Shazam identifies songs by converting audio into a spectrogram, extracting peak frequency points, and creating unique hashes from pairs of these peaks based on their frequencies and timing. It then matches these hashes against a vast database, using consistent time offsets in the matches to accurately recognize the song even in noisy environments.
Shazam is a widely used app that can identify songs by analyzing just a few seconds of audio, even from noisy environments, by comparing it against a vast database of 100 million songs. The challenge lies in the fact that raw soundwaves vary greatly with volume, making direct fingerprinting unreliable. Instead, Shazam focuses on the underlying frequencies or notes, which remain consistent regardless of how loud or quiet the music is.
To achieve this, Shazam converts the audio into a spectrogram, a visual representation where time is on the horizontal axis and frequency on the vertical axis. The brightness in the spectrogram indicates the loudness of specific frequencies at each moment. This representation is robust to changes in volume, as the pattern of frequencies remains similar whether the music is played softly or loudly.
Since a full spectrogram contains millions of data points, searching through all of them in real time would be impractical. Shazam addresses this by isolating only the peak points—frequencies that are louder than their immediate surroundings. These peaks form a sparse constellation of dots that capture the structured elements of the music, distinguishing it from random background noise, which lacks consistent frequency patterns.

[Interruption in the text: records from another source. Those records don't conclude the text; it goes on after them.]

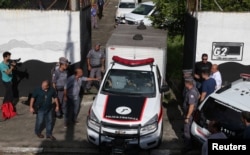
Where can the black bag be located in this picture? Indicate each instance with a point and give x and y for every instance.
(36, 107)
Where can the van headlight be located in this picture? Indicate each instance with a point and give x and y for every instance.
(150, 127)
(93, 122)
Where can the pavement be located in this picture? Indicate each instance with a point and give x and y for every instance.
(17, 134)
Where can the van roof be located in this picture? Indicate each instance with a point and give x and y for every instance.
(237, 94)
(152, 37)
(148, 3)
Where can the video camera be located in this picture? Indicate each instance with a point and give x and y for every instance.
(16, 61)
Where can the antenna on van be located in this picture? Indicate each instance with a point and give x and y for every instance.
(141, 26)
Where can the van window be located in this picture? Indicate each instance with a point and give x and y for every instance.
(129, 82)
(229, 117)
(143, 9)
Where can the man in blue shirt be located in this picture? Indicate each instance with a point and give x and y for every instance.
(59, 79)
(71, 94)
(6, 71)
(41, 103)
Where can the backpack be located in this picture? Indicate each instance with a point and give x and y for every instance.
(8, 110)
(53, 69)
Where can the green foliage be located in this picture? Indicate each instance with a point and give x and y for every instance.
(226, 5)
(175, 49)
(171, 13)
(5, 3)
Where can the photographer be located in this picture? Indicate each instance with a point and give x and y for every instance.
(6, 68)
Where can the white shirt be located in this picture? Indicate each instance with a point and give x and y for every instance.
(217, 77)
(219, 135)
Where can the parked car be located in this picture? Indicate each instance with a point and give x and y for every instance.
(141, 13)
(225, 105)
(124, 7)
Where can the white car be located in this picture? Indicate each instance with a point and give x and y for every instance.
(225, 105)
(128, 107)
(124, 7)
(141, 13)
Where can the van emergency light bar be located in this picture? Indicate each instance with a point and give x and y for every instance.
(129, 62)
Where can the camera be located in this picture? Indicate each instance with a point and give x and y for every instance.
(16, 61)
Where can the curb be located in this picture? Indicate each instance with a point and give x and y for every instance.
(19, 150)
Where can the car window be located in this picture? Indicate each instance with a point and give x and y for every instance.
(126, 5)
(129, 82)
(229, 117)
(143, 9)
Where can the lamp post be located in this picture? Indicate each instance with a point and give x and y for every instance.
(85, 32)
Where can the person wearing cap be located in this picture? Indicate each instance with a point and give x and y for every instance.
(189, 106)
(95, 62)
(201, 66)
(7, 75)
(59, 78)
(245, 116)
(94, 16)
(214, 127)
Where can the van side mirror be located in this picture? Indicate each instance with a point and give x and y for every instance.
(164, 88)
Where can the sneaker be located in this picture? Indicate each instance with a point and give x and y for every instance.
(76, 122)
(65, 125)
(40, 135)
(52, 138)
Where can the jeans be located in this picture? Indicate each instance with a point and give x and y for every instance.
(44, 117)
(8, 96)
(187, 133)
(95, 72)
(74, 108)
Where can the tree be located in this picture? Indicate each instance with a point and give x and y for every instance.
(171, 12)
(225, 5)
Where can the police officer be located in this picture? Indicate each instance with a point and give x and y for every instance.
(214, 127)
(189, 106)
(95, 62)
(59, 79)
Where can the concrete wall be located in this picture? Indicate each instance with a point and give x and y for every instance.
(39, 38)
(225, 38)
(40, 35)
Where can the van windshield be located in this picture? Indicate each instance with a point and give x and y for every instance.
(126, 5)
(229, 116)
(129, 82)
(143, 9)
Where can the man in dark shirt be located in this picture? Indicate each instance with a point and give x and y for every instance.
(246, 120)
(189, 106)
(214, 127)
(201, 66)
(41, 103)
(100, 4)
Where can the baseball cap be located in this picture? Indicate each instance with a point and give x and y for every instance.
(97, 44)
(63, 60)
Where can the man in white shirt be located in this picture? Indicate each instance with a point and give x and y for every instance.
(216, 75)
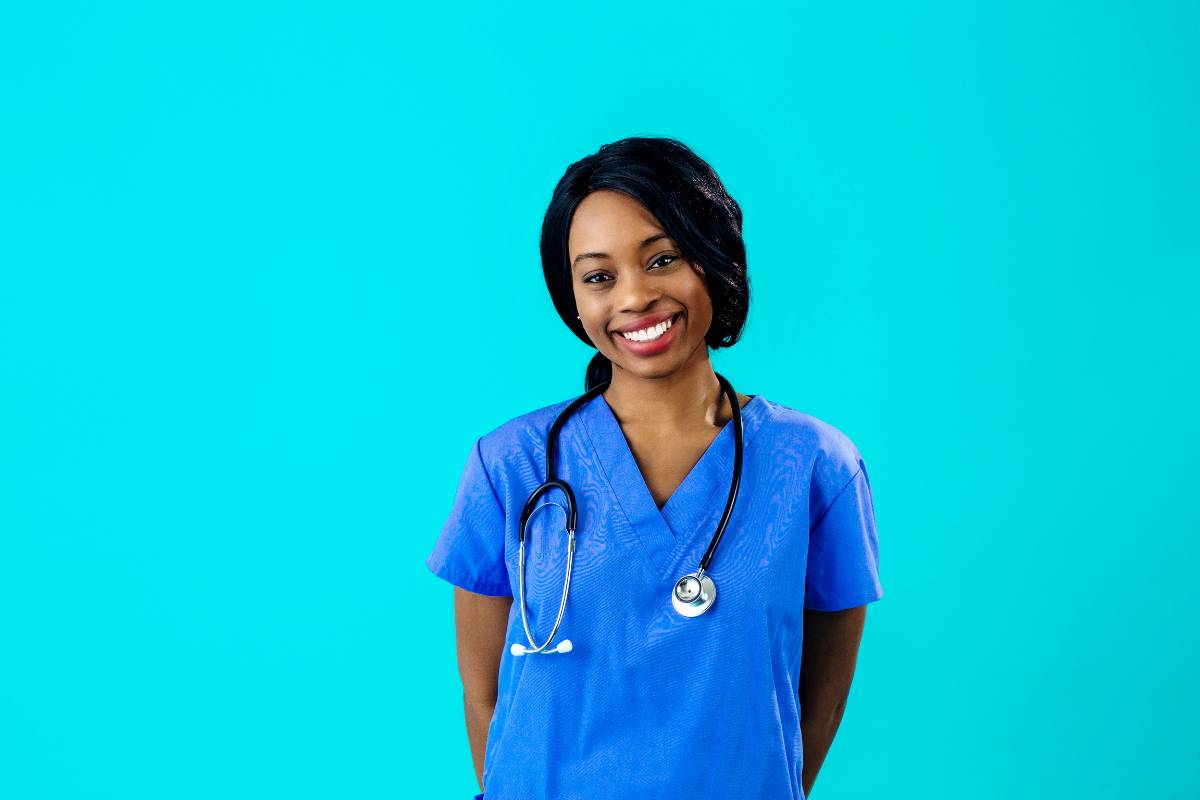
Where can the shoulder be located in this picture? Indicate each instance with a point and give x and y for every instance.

However, a single peak is not unique enough to identify a song, as many songs share common frequencies. Shazam increases specificity by pairing peaks that occur close together in time, creating hashes that encode the frequency pair and the time gap between them. This method is robust to different parts of the song, such as intros or choruses, because it relies on relative timing rather than absolute positions.
When a user records a snippet, Shazam matches the generated hashes against its pre-fingerprinted database. It then plots the matching times from the database against the recording times. If the song is correct, the matches align along a diagonal line with a slope of one, indicating a consistent time offset. Incorrect matches scatter randomly, allowing Shazam to confidently identify the correct song quickly and accurately.